The Barrier Mechanism (Chandy-Lamport Algorithm)

How does Flink take a consistent snapshot without stopping the world? The mechanism is an adaptation of the Chandy-Lamport distributed snapshot algorithm, published in 1985. The JobManager injects special checkpoint barrier events into the source operators of the dataflow graph. These barriers flow through the graph alongside regular data events.

flowchart LR
    Source --> E1[e1] --> E2[e2] --> Barrier[BARRIER] --> E3[e3] --> E4[e4] --> Operator

    SnapshotNote["Snapshot your state now,<br/>then forward the barrier"] -.-> Barrier

When an operator receives a barrier from one of its input channels, it stops processing events from that channel, snapshots its own state, and then forwards the barrier to all of its output channels. Once it has received barriers from all of its input channels, it resumes normal processing. This ensures the checkpoint represents a consistent cut — a point in the logical dataflow where no event is partially processed. All events before the barrier are reflected in the snapshot; all events after the barrier are not.

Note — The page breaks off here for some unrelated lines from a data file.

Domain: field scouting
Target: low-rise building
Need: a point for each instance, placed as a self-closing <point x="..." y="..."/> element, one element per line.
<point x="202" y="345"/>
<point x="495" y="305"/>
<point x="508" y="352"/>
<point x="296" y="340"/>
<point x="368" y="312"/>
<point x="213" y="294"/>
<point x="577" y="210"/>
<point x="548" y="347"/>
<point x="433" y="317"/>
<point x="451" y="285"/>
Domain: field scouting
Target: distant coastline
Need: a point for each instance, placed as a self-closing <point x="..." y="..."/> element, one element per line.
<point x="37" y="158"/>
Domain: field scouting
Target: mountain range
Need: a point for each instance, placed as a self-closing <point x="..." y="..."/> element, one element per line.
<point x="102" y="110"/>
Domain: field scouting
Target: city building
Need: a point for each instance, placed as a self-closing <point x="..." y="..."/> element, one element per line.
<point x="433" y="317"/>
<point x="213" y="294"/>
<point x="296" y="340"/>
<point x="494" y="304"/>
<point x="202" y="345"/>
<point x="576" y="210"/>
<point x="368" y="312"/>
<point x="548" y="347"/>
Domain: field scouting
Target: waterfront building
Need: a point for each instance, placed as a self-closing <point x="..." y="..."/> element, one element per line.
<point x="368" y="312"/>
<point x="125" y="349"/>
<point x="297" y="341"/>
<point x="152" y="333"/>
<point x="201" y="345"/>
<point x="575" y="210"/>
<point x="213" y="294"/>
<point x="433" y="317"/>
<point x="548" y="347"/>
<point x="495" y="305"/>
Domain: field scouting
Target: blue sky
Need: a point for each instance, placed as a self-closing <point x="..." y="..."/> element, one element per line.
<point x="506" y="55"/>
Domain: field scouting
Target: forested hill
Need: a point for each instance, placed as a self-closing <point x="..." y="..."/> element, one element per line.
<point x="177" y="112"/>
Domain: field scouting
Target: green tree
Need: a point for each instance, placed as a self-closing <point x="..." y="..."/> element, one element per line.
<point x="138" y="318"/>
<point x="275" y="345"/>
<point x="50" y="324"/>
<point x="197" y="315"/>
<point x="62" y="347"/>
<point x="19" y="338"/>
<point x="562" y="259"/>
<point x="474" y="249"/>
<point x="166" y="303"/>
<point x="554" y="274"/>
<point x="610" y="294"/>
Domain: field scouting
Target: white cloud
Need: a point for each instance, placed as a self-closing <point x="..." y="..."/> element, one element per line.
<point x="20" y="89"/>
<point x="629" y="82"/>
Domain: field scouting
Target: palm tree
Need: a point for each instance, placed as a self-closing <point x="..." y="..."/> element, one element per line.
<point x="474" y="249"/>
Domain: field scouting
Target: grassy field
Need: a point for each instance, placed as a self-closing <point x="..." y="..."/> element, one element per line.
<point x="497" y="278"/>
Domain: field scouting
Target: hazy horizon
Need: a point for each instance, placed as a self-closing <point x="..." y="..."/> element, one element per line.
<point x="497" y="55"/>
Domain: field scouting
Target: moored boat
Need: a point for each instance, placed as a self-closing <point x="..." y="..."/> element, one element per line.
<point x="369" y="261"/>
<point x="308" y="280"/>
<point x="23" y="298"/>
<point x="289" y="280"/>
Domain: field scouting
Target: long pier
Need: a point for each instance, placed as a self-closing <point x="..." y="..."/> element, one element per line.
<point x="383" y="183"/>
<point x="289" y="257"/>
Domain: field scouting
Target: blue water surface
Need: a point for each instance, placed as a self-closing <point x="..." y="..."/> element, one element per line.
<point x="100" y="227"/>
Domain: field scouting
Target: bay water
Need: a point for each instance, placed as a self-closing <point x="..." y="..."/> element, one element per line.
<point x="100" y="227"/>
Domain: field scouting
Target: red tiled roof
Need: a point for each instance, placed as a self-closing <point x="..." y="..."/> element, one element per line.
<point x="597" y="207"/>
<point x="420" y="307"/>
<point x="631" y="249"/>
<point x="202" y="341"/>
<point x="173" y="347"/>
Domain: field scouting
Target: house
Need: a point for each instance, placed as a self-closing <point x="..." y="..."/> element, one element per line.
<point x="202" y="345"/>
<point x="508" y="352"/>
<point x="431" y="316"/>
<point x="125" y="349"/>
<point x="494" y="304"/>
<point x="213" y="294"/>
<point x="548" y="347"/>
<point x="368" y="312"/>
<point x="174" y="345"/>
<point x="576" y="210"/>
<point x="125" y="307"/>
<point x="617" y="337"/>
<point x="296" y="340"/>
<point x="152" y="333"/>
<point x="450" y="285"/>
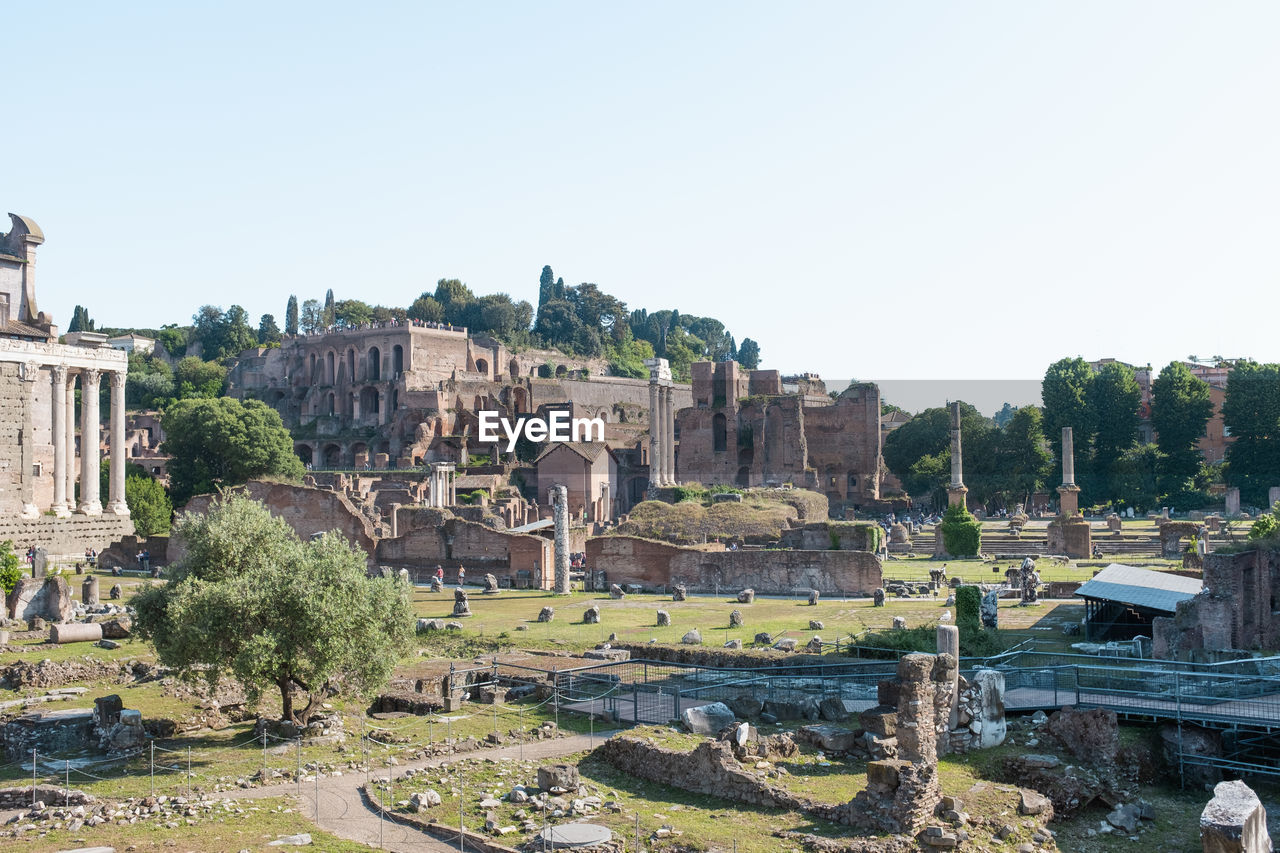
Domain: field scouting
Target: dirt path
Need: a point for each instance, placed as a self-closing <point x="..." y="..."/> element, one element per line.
<point x="343" y="812"/>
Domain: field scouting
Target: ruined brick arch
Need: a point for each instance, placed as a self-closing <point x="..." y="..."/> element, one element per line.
<point x="519" y="400"/>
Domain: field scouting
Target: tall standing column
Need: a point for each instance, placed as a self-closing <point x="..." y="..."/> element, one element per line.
<point x="668" y="437"/>
<point x="71" y="439"/>
<point x="654" y="434"/>
<point x="59" y="439"/>
<point x="91" y="502"/>
<point x="119" y="457"/>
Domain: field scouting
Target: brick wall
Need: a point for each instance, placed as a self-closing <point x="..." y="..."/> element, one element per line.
<point x="629" y="560"/>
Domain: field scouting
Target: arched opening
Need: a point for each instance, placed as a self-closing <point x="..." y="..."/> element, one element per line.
<point x="369" y="401"/>
<point x="333" y="456"/>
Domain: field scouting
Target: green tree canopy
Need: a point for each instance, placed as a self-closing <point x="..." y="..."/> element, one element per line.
<point x="1251" y="410"/>
<point x="1180" y="407"/>
<point x="224" y="442"/>
<point x="251" y="601"/>
<point x="291" y="315"/>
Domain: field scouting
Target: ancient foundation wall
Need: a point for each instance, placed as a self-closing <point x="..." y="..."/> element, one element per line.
<point x="657" y="565"/>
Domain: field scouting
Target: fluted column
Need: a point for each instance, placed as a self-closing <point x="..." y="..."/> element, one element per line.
<point x="91" y="502"/>
<point x="59" y="441"/>
<point x="654" y="434"/>
<point x="119" y="457"/>
<point x="668" y="437"/>
<point x="69" y="439"/>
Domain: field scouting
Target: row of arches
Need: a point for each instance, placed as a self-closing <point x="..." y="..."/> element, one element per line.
<point x="333" y="369"/>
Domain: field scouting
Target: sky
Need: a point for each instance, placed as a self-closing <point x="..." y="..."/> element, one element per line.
<point x="891" y="191"/>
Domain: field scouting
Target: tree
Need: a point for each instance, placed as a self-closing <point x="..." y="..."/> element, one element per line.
<point x="268" y="332"/>
<point x="224" y="442"/>
<point x="10" y="568"/>
<point x="81" y="320"/>
<point x="1025" y="461"/>
<point x="545" y="287"/>
<point x="251" y="601"/>
<point x="1114" y="397"/>
<point x="426" y="309"/>
<point x="199" y="378"/>
<point x="1251" y="410"/>
<point x="1180" y="407"/>
<point x="352" y="313"/>
<point x="291" y="315"/>
<point x="1065" y="392"/>
<point x="310" y="318"/>
<point x="330" y="311"/>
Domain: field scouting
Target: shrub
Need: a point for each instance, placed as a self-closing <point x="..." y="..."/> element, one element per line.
<point x="961" y="533"/>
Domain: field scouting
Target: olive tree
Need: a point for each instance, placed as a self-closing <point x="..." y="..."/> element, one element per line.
<point x="250" y="600"/>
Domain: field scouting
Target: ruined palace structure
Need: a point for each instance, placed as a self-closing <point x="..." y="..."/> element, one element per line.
<point x="757" y="428"/>
<point x="40" y="457"/>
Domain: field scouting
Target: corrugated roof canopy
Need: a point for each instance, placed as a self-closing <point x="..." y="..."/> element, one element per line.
<point x="1141" y="588"/>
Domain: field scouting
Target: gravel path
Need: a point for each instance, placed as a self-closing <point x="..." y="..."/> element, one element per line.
<point x="343" y="812"/>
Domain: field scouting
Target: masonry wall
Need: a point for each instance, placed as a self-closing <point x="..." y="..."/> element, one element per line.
<point x="657" y="565"/>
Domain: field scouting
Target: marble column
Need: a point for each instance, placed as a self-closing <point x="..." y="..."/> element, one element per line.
<point x="90" y="442"/>
<point x="119" y="457"/>
<point x="668" y="437"/>
<point x="71" y="439"/>
<point x="59" y="439"/>
<point x="654" y="434"/>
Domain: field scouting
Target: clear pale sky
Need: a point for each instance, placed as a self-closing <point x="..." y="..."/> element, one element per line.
<point x="883" y="191"/>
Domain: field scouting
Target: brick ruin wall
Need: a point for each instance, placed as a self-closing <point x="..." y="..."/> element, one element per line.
<point x="1235" y="611"/>
<point x="657" y="565"/>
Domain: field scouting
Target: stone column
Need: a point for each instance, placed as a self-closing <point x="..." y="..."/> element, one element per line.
<point x="119" y="456"/>
<point x="949" y="643"/>
<point x="90" y="442"/>
<point x="71" y="439"/>
<point x="59" y="439"/>
<point x="560" y="512"/>
<point x="668" y="437"/>
<point x="654" y="434"/>
<point x="956" y="489"/>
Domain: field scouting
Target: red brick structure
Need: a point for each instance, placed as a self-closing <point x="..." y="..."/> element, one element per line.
<point x="757" y="428"/>
<point x="1235" y="610"/>
<point x="658" y="565"/>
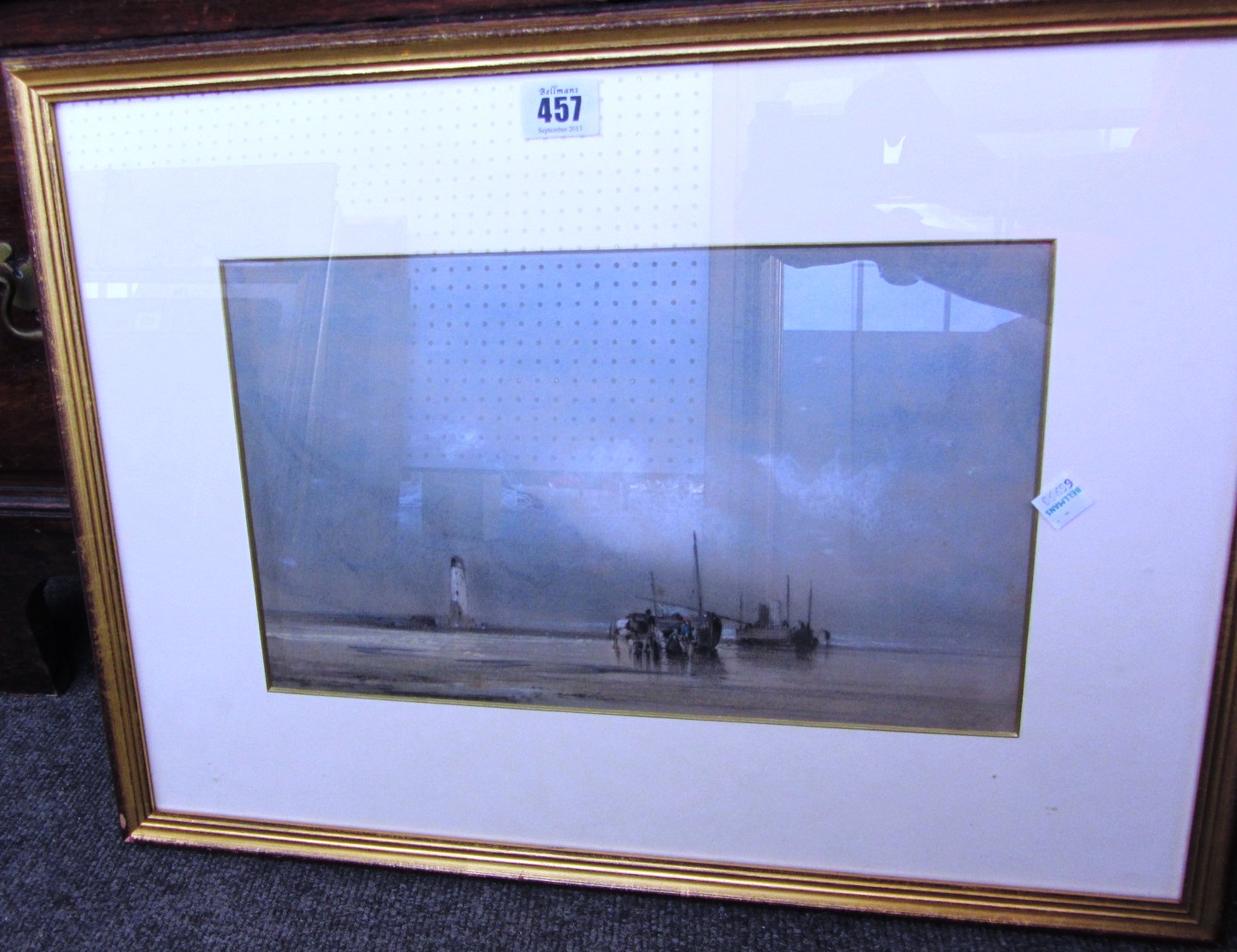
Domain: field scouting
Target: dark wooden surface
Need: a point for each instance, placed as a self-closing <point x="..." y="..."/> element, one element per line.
<point x="36" y="539"/>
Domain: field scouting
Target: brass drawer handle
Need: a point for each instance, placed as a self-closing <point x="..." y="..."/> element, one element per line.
<point x="19" y="290"/>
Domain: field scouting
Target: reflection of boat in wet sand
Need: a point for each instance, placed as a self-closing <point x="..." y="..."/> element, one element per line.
<point x="770" y="631"/>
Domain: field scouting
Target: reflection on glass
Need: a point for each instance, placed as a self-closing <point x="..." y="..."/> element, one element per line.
<point x="778" y="483"/>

For operators with multiple inputs (joins, unions), Flink offers two strategies. Aligned checkpointing waits for barriers on all inputs before snapshotting, which adds latency proportional to the difference in arrival times between input channels. Unaligned checkpointing (available since Flink 1.11) allows operators to take a snapshot immediately upon receiving the first barrier, storing in-flight buffers as part of the checkpoint state. Unaligned checkpointing reduces the checkpoint duration under backpressure but increases checkpoint size.

Configuration:

flinkConfiguration:
  execution.checkpointing.interval: "60000"
  execution.checkpointing.min-pause: "30000"
  execution.checkpointing.mode: EXACTLY_ONCE
  execution.checkpointing.tolerable-failed-checkpoints: "3"
  execution.checkpointing.timeout: "600000"
  state.checkpoints.dir: s3://flink-state/checkpoints
  state.checkpoints.num-retained: "3"

Exactly-Once Semantics

Checkpointing alone provides at-least-once semantics — if a TaskManager fails after a checkpoint, recovery replays events, and some events might be processed twice (once before the crash, once after the replay). Flink achieves exactly-once by integrating the checkpoint mechanism with the source and sink connectors. The Kafka source resets its consumer offsets to the checkpointed position, so every event is replayed from a known point. The sink uses two-phase commits: it writes output to a pending state and only atomically commits it when the checkpoint completes. If the job crashes, any uncommitted sink output is discarded, and the replay produces exactly the same committed output as before.

This mechanism is more accurately described as effectively-once: events may be processed internally more than once during replay, but the durable output — to Kafka, to a database, to object storage — appears exactly once to downstream consumers. The distinction between internal reprocessing and durable side effects is what makes this guarantee practical. A pure exactly-once guarantee would require the entire dataflow to be transactional at every operator boundary, which would be prohibitively expensive. By limiting the exactly-once boundary to the source and sink connectors and allowing operators to be idempotent internally (recomputing the same state from the same input produces the same effect), Flink achieves the guarantee that matters — correct external output — without paying the cost of end-to-end transactions within the dataflow.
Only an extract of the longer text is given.